Question 15: Provide your line of code below that will run the Backward Selection Regression.
Answer:
Question 16: Write the final regression model from the Backward Selection method and include the appropriate R2 value for the final model.
Answer:
Step 5:
Having estimated the linear model specification, we will next estimate the multiplicative power function specification. This specification assumes that, instead of Cases being a function of the sum of the predictor variables multiplied by a coefficient (that is estimated), Cases is the product of the predictor variables, each raised to the power of an estimated coefficient. This is easy to do, because if we take the natural logarithm of each side of the multiplicative power function model, it becomes a linear model of logs of the variables, and we can use standard linear regression to estimate the coefficients. To estimate the power function specification we must, therefore, apply a natural logarithm transformation to the dependent variable (Cases) and all the continuous (ratio or interval scaled) predictor variables. However, we do not apply the natural logarithm transformation to factor variables.
ple –
A power function model of egg sales as a function of egg prices, cereal prices, and chicken prices looks like Sale = beta0 x (EggPr)^beta1 x (CerealPr)^beta2 x (ChickenPr)^beta3 x First.Week, where beta0, beta1, beta2, and beta3 are the parameters we wish to estimate (x are multiplication). We transform this model into a form we can apply linear regression to by taking the natural logarithm of both sides, resulting in the equation log(Sales) = log(beta0) + beta1 x [log(eggPr)] + beta2 x [log(CerealPr)] + beta3 x [log(ChickenPr)] + beta4 x First.Week. This is now a linear model with target variable being log(Sales) rather than Sales, and the predictor variables being the terms inside the square brackets. When we run a multiple linear regression with these logged variables, the resulting estimated intercept is log(beta0). To find beta0, we simply take the inverse, exp(intercept) = exp(log(beta0)) = beta0. Similarly, the exponents in the power function formulation, beta1, beta2, and beta3, are the estimated coefficients.
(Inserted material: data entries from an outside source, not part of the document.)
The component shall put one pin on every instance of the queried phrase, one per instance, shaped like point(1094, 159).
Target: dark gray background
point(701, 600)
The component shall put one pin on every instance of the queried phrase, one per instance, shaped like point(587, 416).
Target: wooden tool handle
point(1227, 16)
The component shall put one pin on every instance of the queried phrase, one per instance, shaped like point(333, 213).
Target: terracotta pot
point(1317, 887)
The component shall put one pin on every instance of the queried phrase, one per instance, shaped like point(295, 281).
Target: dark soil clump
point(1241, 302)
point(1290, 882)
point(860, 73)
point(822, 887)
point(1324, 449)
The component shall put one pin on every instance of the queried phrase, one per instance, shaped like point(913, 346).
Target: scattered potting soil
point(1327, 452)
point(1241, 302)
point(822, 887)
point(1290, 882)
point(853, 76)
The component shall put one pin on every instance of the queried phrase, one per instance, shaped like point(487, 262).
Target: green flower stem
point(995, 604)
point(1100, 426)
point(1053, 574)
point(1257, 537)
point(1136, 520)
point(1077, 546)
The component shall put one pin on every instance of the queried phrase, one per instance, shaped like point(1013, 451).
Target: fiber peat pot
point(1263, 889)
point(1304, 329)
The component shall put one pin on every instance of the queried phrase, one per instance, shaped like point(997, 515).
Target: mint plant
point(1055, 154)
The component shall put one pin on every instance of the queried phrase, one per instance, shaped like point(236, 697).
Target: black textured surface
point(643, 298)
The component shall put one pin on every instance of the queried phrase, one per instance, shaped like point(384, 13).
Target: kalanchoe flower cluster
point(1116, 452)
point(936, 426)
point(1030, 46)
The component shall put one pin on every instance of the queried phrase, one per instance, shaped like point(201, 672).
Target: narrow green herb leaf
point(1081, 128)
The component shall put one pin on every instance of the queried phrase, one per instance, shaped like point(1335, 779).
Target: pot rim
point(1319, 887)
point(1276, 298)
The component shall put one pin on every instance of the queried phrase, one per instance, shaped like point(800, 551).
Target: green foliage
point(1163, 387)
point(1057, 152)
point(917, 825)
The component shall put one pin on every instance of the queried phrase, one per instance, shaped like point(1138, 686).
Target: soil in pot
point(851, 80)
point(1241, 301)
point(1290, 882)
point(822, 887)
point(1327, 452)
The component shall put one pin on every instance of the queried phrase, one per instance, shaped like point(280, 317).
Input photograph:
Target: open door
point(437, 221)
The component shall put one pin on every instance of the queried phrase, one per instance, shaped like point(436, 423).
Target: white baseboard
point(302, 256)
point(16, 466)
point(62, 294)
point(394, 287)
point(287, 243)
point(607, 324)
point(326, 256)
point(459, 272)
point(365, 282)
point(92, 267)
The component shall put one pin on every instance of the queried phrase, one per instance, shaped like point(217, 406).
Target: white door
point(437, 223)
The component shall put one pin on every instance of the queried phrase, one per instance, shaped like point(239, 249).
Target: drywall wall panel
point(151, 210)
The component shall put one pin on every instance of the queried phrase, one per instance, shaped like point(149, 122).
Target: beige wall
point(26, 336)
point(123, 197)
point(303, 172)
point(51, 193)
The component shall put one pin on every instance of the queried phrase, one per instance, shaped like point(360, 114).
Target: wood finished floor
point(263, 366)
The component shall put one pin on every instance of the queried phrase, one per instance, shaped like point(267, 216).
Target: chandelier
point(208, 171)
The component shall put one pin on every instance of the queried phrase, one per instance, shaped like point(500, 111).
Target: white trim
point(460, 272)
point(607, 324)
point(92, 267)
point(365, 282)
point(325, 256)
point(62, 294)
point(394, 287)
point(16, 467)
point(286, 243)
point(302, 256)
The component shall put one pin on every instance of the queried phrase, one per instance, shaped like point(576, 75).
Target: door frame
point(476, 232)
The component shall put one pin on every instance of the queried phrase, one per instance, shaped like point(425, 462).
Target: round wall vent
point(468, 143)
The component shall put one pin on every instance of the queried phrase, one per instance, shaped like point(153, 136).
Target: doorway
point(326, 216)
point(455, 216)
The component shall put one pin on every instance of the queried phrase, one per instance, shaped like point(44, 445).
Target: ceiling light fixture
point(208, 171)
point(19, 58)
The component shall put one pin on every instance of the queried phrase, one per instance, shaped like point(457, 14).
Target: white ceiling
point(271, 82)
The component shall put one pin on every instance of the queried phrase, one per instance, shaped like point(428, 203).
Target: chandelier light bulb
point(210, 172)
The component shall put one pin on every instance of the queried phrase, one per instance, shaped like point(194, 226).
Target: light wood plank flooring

Fit a OLS MLR to all the explanatory variables in the data set minus Week (no interaction terms). Using these same variables apply a multiplicative power function to the same variables. Compare the results of the two estimated models.
Question 17: Compare the results of the two estimated models. Question to consider when comparing the two models: Which fits the data better?, How do the estimated coefficients differ across these two models, particularly their signs and significance?, Although the magnitudes are very different between the two models, are the larger magnitudes in one model the same as the larger magnitudes in the other?, Which variables appear to have effects that are “robust” to the selection of a particular functional form (that is, remain fairly similar in sign and relative magnitude and significance in both models)?
Answer:
APPENDIX
All data visualizations that we ask for need to be included here with labeling for each graph (aka what step is it for?).